Weather can also be another factor that determines your staying power –the wind, the cold, oncoming darkness, even intense heat can test your level of endurance as well as your art materials.
Back to the drawing board
I was happy with what I came back with but still looking for that spark. So I decided to check out some work by other people and visited the Urban Sketchers main site.
Many of the artists I checked out had an architectural background but have the ability to go beyond their academic discipline and training to paint and draw like a fine artist. (I hope I haven’t insulted anyone by that comment) Collectively, they all attack architecture, among many subjects, with so much flavour and spice and all things nice their drawings leap off the page.
The ones that caught my eye were: Kiah Kiean, Marc Holmes, Simo Capecchi, Bezhad Bagheri, Danielle McManus and my fellow Sydney Sketch Clubber Liz Steel. If you would like to check out their sites (and I recommend you do) either click on their name above or on their picture below.

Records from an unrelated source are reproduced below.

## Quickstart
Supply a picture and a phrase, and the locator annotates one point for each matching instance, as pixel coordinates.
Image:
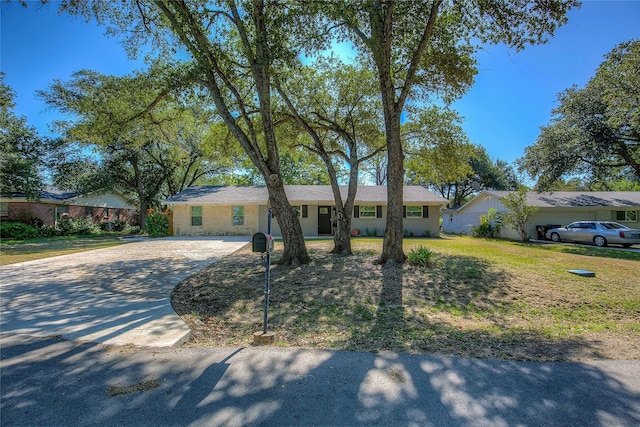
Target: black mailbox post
(259, 243)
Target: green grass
(14, 251)
(475, 297)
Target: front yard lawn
(14, 251)
(477, 298)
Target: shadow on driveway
(118, 295)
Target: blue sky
(513, 95)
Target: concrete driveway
(119, 295)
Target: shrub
(157, 224)
(18, 231)
(420, 256)
(67, 226)
(490, 224)
(371, 232)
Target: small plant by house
(490, 225)
(157, 224)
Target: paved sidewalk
(118, 295)
(65, 383)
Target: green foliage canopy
(595, 131)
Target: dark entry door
(324, 219)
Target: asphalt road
(65, 383)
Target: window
(367, 211)
(298, 209)
(238, 215)
(414, 211)
(61, 211)
(196, 216)
(627, 216)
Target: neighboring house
(54, 203)
(554, 208)
(243, 210)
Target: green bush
(420, 256)
(157, 224)
(67, 226)
(18, 231)
(490, 225)
(371, 232)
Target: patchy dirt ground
(462, 304)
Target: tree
(21, 150)
(460, 175)
(595, 131)
(519, 213)
(426, 47)
(437, 149)
(231, 49)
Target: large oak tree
(595, 131)
(424, 49)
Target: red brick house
(54, 203)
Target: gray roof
(562, 199)
(48, 193)
(298, 194)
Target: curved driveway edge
(118, 295)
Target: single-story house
(53, 203)
(554, 209)
(213, 210)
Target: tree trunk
(392, 244)
(295, 250)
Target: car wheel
(600, 241)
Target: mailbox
(259, 243)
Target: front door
(324, 219)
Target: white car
(600, 233)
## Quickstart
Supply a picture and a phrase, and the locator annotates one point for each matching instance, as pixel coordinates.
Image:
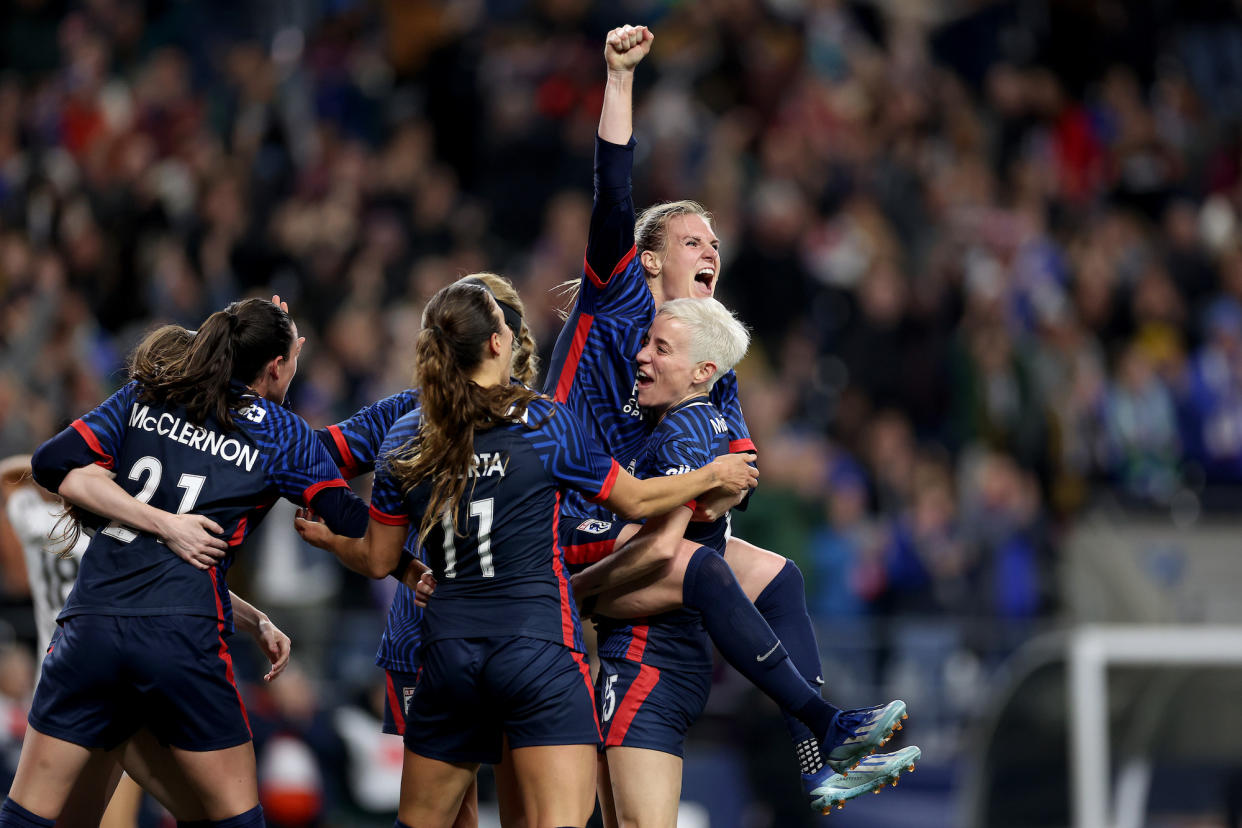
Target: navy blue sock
(747, 642)
(252, 818)
(783, 605)
(14, 816)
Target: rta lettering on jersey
(487, 463)
(196, 437)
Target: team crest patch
(595, 526)
(253, 412)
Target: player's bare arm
(624, 50)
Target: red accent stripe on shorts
(308, 495)
(565, 381)
(240, 534)
(386, 519)
(566, 610)
(648, 677)
(589, 553)
(398, 709)
(225, 656)
(637, 642)
(106, 459)
(590, 688)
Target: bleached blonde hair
(717, 335)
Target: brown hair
(158, 349)
(525, 359)
(456, 325)
(150, 358)
(232, 344)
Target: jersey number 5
(150, 468)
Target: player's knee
(791, 574)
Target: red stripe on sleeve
(386, 519)
(647, 679)
(349, 466)
(609, 482)
(106, 459)
(575, 355)
(620, 266)
(395, 705)
(308, 495)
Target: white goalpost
(1092, 651)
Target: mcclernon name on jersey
(186, 433)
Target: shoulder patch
(594, 526)
(253, 412)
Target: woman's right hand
(195, 539)
(734, 473)
(626, 46)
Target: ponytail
(229, 353)
(456, 325)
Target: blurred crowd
(989, 250)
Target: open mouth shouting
(704, 282)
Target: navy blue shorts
(104, 677)
(473, 692)
(398, 692)
(586, 540)
(647, 706)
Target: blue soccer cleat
(856, 734)
(871, 775)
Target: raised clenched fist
(626, 46)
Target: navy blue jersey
(354, 443)
(688, 436)
(165, 461)
(504, 574)
(594, 363)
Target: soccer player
(481, 469)
(656, 673)
(630, 268)
(52, 564)
(354, 445)
(142, 634)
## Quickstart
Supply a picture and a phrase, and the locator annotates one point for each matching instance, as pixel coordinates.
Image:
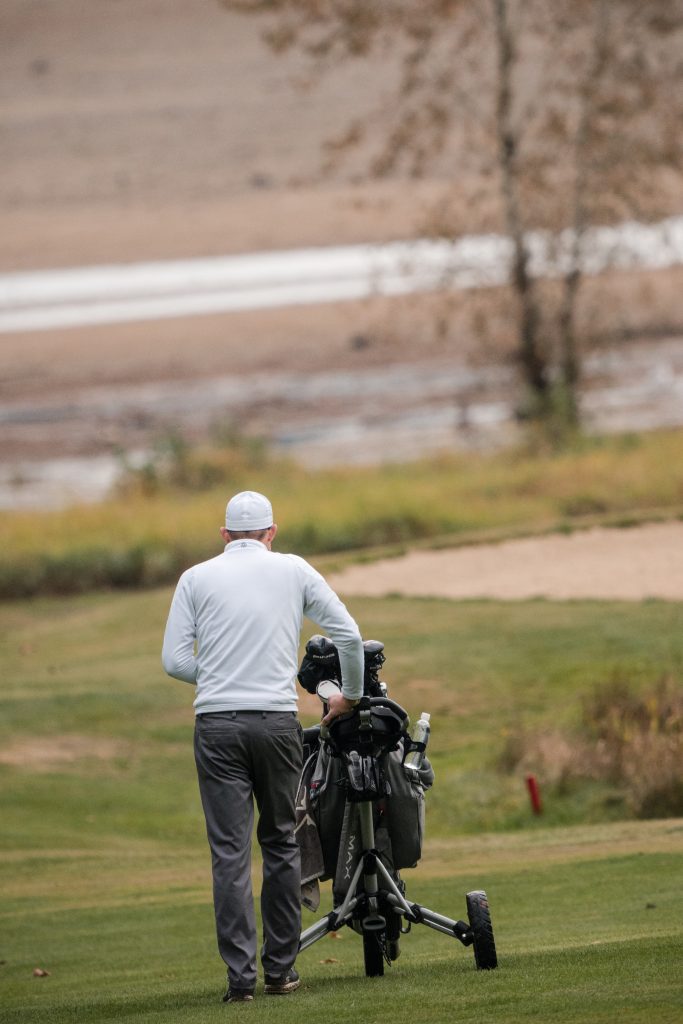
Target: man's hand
(338, 705)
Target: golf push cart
(360, 818)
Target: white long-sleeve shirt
(235, 625)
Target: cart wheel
(373, 953)
(482, 930)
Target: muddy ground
(143, 129)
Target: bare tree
(572, 105)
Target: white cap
(248, 510)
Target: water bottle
(420, 734)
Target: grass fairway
(104, 870)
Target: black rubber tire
(482, 930)
(372, 953)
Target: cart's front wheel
(482, 930)
(373, 953)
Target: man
(233, 630)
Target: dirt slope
(619, 564)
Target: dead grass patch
(41, 754)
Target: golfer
(233, 630)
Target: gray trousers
(241, 756)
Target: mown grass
(148, 535)
(104, 869)
(593, 939)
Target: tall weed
(630, 741)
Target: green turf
(104, 871)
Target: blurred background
(498, 155)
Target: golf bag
(335, 780)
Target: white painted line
(47, 299)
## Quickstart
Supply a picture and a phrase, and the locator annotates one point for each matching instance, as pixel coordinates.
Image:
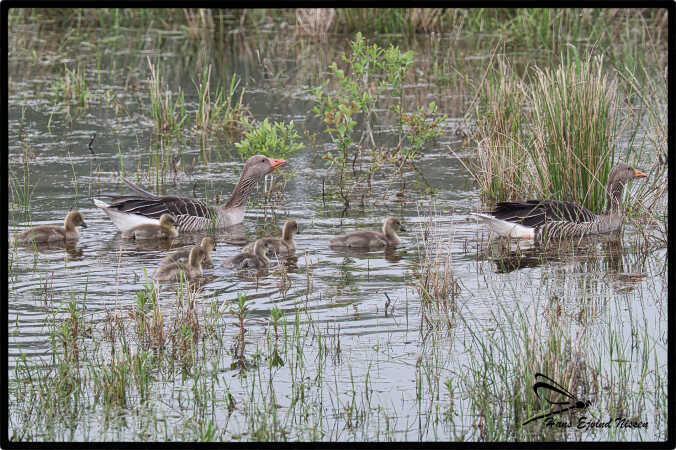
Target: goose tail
(504, 228)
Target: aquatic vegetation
(226, 112)
(278, 139)
(366, 75)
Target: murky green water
(611, 298)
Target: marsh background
(439, 339)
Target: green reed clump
(168, 114)
(575, 129)
(436, 284)
(276, 139)
(501, 130)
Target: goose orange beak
(274, 163)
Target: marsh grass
(436, 284)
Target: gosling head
(208, 243)
(74, 219)
(196, 256)
(261, 248)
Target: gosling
(208, 244)
(282, 246)
(171, 271)
(255, 260)
(371, 239)
(165, 230)
(53, 233)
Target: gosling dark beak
(274, 163)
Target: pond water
(376, 362)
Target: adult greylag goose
(553, 219)
(127, 211)
(172, 270)
(53, 233)
(281, 246)
(164, 230)
(371, 239)
(208, 244)
(254, 260)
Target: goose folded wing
(534, 213)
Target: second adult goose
(553, 219)
(165, 229)
(371, 239)
(254, 260)
(282, 246)
(53, 233)
(127, 211)
(174, 270)
(208, 244)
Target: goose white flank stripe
(143, 207)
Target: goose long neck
(241, 192)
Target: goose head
(74, 219)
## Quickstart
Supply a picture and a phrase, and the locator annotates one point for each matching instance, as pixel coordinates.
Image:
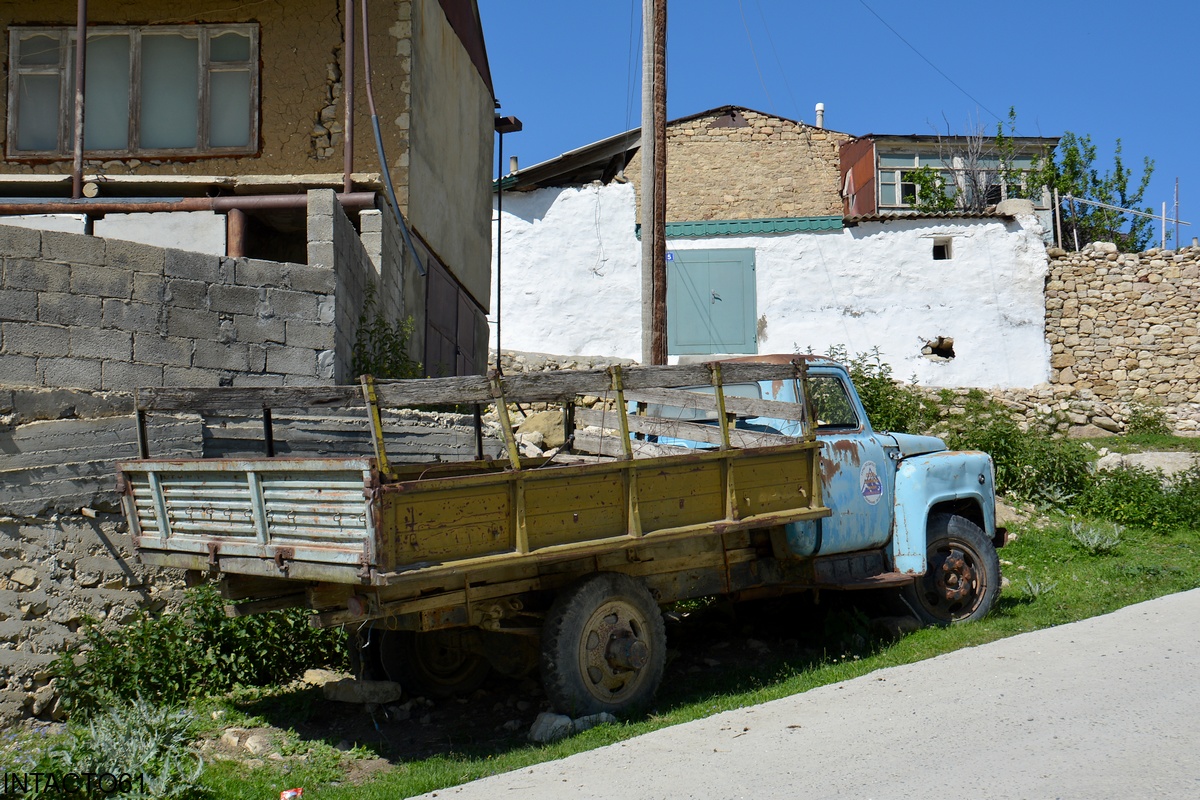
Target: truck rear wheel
(961, 579)
(435, 663)
(604, 647)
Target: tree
(1071, 169)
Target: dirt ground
(719, 648)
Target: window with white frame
(897, 188)
(150, 90)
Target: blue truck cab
(929, 511)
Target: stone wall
(749, 166)
(1126, 326)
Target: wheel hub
(955, 578)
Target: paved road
(1105, 708)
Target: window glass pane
(37, 113)
(887, 193)
(229, 47)
(106, 119)
(169, 84)
(832, 403)
(892, 160)
(40, 50)
(229, 109)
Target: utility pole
(653, 151)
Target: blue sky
(570, 71)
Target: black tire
(431, 663)
(603, 647)
(961, 579)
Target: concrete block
(193, 377)
(317, 336)
(294, 305)
(123, 376)
(36, 276)
(197, 266)
(96, 343)
(225, 356)
(19, 242)
(72, 248)
(18, 370)
(141, 317)
(17, 305)
(292, 361)
(192, 323)
(321, 227)
(257, 329)
(165, 350)
(149, 288)
(58, 308)
(34, 338)
(79, 373)
(101, 281)
(234, 300)
(187, 294)
(318, 280)
(321, 253)
(135, 257)
(255, 272)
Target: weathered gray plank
(681, 429)
(741, 405)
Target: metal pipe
(348, 100)
(221, 204)
(81, 59)
(383, 158)
(235, 233)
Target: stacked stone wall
(750, 166)
(1125, 328)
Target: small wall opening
(940, 348)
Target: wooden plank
(685, 431)
(544, 386)
(739, 405)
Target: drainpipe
(348, 100)
(81, 58)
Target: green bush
(192, 653)
(1143, 498)
(889, 405)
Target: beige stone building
(222, 115)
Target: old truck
(744, 479)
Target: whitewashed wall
(571, 286)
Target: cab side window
(831, 401)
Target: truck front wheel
(961, 579)
(604, 647)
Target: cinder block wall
(94, 313)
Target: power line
(936, 68)
(755, 56)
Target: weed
(1096, 539)
(1035, 589)
(381, 346)
(1147, 419)
(195, 651)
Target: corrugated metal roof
(742, 227)
(928, 215)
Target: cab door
(857, 479)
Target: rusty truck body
(685, 481)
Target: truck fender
(924, 482)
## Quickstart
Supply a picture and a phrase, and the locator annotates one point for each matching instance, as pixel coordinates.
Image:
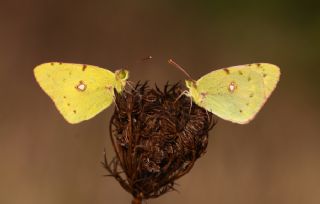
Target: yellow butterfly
(235, 93)
(79, 91)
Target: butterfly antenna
(170, 61)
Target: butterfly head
(121, 79)
(192, 86)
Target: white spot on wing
(81, 86)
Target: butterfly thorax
(121, 77)
(193, 91)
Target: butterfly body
(235, 93)
(79, 91)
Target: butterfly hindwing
(78, 91)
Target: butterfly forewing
(78, 91)
(235, 93)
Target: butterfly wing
(236, 93)
(78, 91)
(270, 74)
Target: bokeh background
(274, 159)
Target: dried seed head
(157, 139)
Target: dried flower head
(157, 136)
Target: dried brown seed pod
(157, 137)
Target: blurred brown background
(274, 159)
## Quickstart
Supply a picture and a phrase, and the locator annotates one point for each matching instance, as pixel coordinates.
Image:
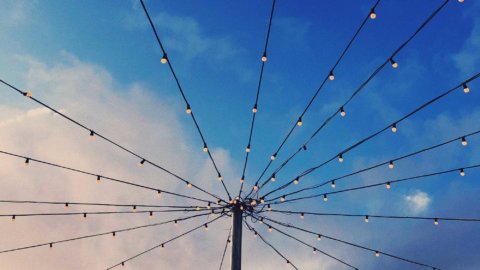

What really appealed to me about these artists was that they all have very free, confident styles and aren’t afraid to use colour and that I can identify with. After drooling over their artwork I wiped my chin and worked out what it was I liked about their architectural treatment. I came up with five key elements that carried through all their individual styles, and they are:
Shading can help create more dimensional depth in a picture but it can also be used as a design element. For example, it can help direct your eye around the page or create atmosphere.
Whether in a sketchbook or drawn on loose leaf paper you can add more excitement to your work by putting some thought into where your drawing sits on the page and how it spreads out from there. And also whether you decide to use the entire page for your work or let it “breathe” a bit by keeping some areas blank.
Which leads me to space, and by that I mean clean untouched space. It’s always hard to pull back and not want to fill in every part of the page with line or colour, but if you can leave areas free of anything, it really lifts your work and creates some balance.
4. LIGHT WASHES
Because I’m not intimidated by using colour, I can be quite heavy handed. It’s like when my dad’s family used to get together at Christmas – everyone would talk at the same time and the volume would get louder and louder with no listening to each another.
Like all artistic disciplines, contrast not only creates excitement but also balance. And things like shading, light background washes, space and composition help create that. Contrast can be used to help distinguish things as well, like foreground from background or lift the subject matter from its setting.